I'm sure it's legitimately fuckin amazing when you learn it at a company that's big enough to have one or more entire teams dedicated to internal developer tooling (and training for and documentation of the same), but (at least in my experience) for those of us on the outside, it's just bad, bad, bad.

[0] The fucking thing wouldn't even build in the officially-supplied "build tensorflow" Docker image. I was utterly unable to find out why. I get that this indicates that the tensorflow folks fucked up somehow, but the fact that I was utterly unable to figure out how to understand WHAT they fucked up is pretty damning.


I drove the adoption of Bazel for my C++ project, which certainly does not have an entire team (nor even an entire person) dedicated to maintaining the build system.

We’re having incredible build performance with it, and I find its language much more readable than CMake or Make. We’re also using Bazel for things like packaging.

I would encourage you to give it another go.


No.

I spent two entire days attempting to understand (let alone correct) whatever was going wrong with the Tensorflow build.

The error messages were inscrutable, as was the debug output. There was a fair bit of official documentation, but little of it was "unhappy path" documentation, and what there was was unhelpful. As far as I could tell (and it was difficult to tell given how I was generally unable to understand the problem), none of the folks talking about this tool on the Greater Internet had ever run into this problem. [0]

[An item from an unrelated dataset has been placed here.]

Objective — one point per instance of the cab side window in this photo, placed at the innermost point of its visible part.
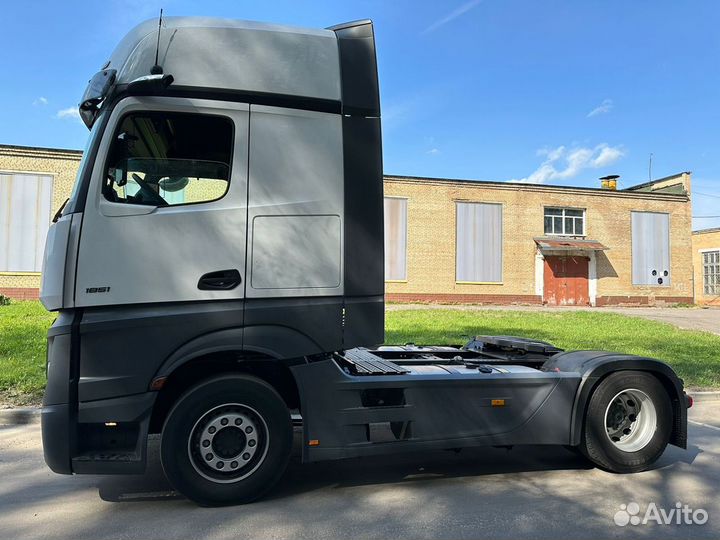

I've never run into this problem with CMake, SCons, Make, or any of a dozen or two other build systems I've worked with. To put it another way, I've NEVER had a single problem with a build system be utterly impossible to understand and solve inside of a working day. (Sure, I've had to spend multiple working days solving multiple problems to get a build right, but I've never had any one problem prove to be utterly unsolvable in one day, let alone two.)

How easy it is to get into failure modes and (more crucially) how much support the system and supporting documentation gives you for both identifying the failure mode you're in and getting out of it are much, much more important than being the fastest thing out there. [1][2]

Unless I'm getting paid to use it and am required to use it and nothing else, Bazel is absolutely not worth my time.

[0] This must obviously be not the case. Given the circumstances, whatever I was running into, it's certain that TONS of people must have run into it. But it's telling that I couldn't discover any other people who were running into this.

[1] Yes, I'm sure that you've never had a significant problem with the tool. There are many, many useful tools out there that folks rave about that have burned me and burned the folks I work with badly enough that we won't touch them, ever.

[2] Also, if you learned to use Bazel inside the Googleplex, then that absolutely is a scenario covered by my statement: "I'm sure it's legitimately fuckin amazing when you learn it at a company that's big enough to have one or more entire teams dedicated to internal developer tooling..."


So the development experience Github is marching towards doesn't compare?

E.g., Codespaces, CoPilot, Actions, etc?

(genuinely curious, not trolling)


It does! Working like Google is like that but having had decades to build that dream, using the resources that only a megacorp could bring to bear in the problem, and in a monorepo. The fact that it's a monorepo is not to be dismissed. git doesn't work for monorepos.

Codespaces is like CitC; I haven't been a Google since the rise of AI so I can't comment on how the internal equivalent to Copilot is; Actions is very primitive compared to what Google has, but yeah, you can see where it's going. it doesn't compare right now but it could, eventually.


The Gemini-powered copilot is fine, but has so far, for me, only done automated like "heres a simple method based on the comment you wrote", or "I patched in a change to the other callsites when you renamed this thing". I have also not used it in 2 months so it's probably better already.

I still mainly do my LLM assisted coding in chat-style interfaces that are more like pair programming by mail.

I think the Gemini code assist is coming out as a consumer product, I forgot the name, because Google is awful at branding.


> git doesn't work for monorepos.

Why not? Is it related to partial checkouts?